#20183: fix(memory): index reset/deleted session transcripts
gateway
size: M
Cluster:
Memory Management Fixes
## Summary
- Problem: session indexing only considered files ending in `.jsonl`, so archived transcripts (`.jsonl.reset.*`, `.jsonl.deleted.*`) were excluded from memory/QMD recall.
- Why it matters: sessions reset/deleted via `/new` and pruning disappear from recall/search even though transcript content still exists on disk.
- What changed:
- expanded session transcript discovery to include active + archived transcript patterns
- triggered session transcript update events when archive renames happen (`reset`/`deleted`)
- updated incremental session sync to always index newly seen session paths (while keeping hash-based dedupe for unchanged files)

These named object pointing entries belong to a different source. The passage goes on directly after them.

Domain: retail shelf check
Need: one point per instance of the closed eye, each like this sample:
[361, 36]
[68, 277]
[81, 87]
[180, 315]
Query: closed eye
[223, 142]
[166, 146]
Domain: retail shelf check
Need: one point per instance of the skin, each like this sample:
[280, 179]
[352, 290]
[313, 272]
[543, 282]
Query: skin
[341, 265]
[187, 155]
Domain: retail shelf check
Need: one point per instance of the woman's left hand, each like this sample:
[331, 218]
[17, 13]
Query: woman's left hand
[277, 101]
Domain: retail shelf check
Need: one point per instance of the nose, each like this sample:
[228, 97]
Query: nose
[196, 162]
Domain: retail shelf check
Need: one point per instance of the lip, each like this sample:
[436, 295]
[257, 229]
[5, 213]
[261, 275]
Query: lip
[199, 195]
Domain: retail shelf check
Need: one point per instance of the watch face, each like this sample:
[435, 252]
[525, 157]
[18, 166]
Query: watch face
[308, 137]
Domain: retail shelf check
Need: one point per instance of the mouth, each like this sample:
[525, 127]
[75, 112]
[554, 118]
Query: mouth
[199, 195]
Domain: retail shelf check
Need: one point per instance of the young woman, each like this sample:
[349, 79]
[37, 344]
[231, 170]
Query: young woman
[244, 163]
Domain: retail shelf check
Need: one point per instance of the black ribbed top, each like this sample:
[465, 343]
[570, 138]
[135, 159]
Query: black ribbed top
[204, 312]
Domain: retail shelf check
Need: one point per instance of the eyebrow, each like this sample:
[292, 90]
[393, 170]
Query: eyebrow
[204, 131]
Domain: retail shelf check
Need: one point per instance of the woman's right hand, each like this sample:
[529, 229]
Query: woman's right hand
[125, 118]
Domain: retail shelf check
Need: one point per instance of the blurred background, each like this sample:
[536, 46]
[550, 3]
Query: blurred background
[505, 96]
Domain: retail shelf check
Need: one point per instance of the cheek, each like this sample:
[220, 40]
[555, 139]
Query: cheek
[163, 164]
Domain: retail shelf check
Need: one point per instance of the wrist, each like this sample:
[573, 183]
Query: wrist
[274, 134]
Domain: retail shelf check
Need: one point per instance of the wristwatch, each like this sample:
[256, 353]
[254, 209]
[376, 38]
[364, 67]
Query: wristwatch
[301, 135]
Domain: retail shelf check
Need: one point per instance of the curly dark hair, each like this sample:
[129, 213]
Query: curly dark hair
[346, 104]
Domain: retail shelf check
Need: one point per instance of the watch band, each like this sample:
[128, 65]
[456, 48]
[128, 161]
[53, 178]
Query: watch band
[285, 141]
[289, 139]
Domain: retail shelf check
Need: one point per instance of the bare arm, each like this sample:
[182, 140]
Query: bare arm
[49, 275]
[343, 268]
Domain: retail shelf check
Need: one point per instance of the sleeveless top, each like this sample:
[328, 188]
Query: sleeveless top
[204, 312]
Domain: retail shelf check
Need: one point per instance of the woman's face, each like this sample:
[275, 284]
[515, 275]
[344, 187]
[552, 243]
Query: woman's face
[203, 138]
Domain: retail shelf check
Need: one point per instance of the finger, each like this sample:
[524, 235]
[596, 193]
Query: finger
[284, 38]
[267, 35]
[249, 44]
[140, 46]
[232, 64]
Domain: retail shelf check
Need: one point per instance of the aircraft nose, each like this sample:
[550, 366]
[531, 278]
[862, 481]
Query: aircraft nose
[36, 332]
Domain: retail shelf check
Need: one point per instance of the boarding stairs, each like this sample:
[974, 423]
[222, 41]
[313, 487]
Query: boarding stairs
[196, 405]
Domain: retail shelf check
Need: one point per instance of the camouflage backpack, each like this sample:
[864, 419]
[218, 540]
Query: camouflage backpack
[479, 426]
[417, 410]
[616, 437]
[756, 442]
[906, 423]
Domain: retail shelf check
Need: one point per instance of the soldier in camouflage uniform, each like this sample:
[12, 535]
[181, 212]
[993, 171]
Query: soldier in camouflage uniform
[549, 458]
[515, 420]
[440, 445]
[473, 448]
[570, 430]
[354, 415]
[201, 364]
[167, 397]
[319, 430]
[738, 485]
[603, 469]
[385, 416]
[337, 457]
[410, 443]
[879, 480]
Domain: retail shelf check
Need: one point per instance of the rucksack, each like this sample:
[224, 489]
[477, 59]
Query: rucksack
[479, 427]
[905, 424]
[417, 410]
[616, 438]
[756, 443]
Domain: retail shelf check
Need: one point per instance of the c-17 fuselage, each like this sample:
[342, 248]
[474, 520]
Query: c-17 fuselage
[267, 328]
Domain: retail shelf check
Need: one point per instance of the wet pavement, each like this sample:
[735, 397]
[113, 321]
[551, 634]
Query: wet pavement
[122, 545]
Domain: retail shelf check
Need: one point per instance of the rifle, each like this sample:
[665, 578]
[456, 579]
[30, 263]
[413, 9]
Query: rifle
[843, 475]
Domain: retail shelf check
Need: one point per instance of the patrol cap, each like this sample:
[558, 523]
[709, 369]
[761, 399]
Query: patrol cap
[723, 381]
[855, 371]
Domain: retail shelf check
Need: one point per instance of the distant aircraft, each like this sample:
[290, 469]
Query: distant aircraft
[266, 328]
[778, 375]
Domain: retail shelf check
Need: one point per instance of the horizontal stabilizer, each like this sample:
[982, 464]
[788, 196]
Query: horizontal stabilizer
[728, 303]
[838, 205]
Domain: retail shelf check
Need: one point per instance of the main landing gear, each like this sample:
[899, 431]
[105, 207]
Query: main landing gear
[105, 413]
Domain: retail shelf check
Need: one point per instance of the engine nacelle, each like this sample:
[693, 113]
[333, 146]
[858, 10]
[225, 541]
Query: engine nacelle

- added/updated tests for filename matching, file discovery, QMD export reuse behavior with archived session files, archive event emission, and dirty-mode archived-path indexing branches
- What did NOT change (scope boundary):
- no changes to archive naming scheme or retention policy
- no changes to non-session memory indexing behavior
## Change Type (select all)
- [x] Bug fix
- [ ] Feature
- [ ] Refactor
- [ ] Docs
- [ ] Security hardening
- [ ] Chore/infra
## Scope (select all touched areas)
- [ ] Gateway / orchestration
- [ ] Skills / tool execution
- [ ] Auth / tokens
- [x] Memory / storage
- [x] Integrations
- [ ] API / contracts
- [ ] UI / DX
- [ ] CI/CD / infra
## Linked Issue/PR
- Closes #
- Related #
## User-visible / Behavior Changes
Archived session transcripts (`*.jsonl.reset.*`, `*.jsonl.deleted.*`) are now included in memory indexing/recall flows, and newly archived files are picked up without requiring a full reindex.
## Security Impact (required)
- New permissions/capabilities? (`No`)
- Secrets/tokens handling changed? (`No`)
- New/changed network calls? (`No`)
- Command/tool execution surface changed? (`No`)
- Data access scope changed? (`Yes`)
- If any `Yes`, explain risk + mitigation:
- Scope now includes archived session transcripts that already exist under the same agent sessions directory.
- Mitigation: index dedupe remains hash-based; path resolution remains constrained to the agent sessions directory.
## Repro + Verification
### Environment
- OS: macOS
- Runtime/container: Node 22 + pnpm
- Model/provider: memory backends (sqlite + qmd path)
- Integration/channel (if any): session transcript archive/reset flows
- Relevant config (redacted): default agent `main`
### Steps
1. Create session transcript(s), then archive/reset to produce `.jsonl.reset.*`/`.jsonl.deleted.*`.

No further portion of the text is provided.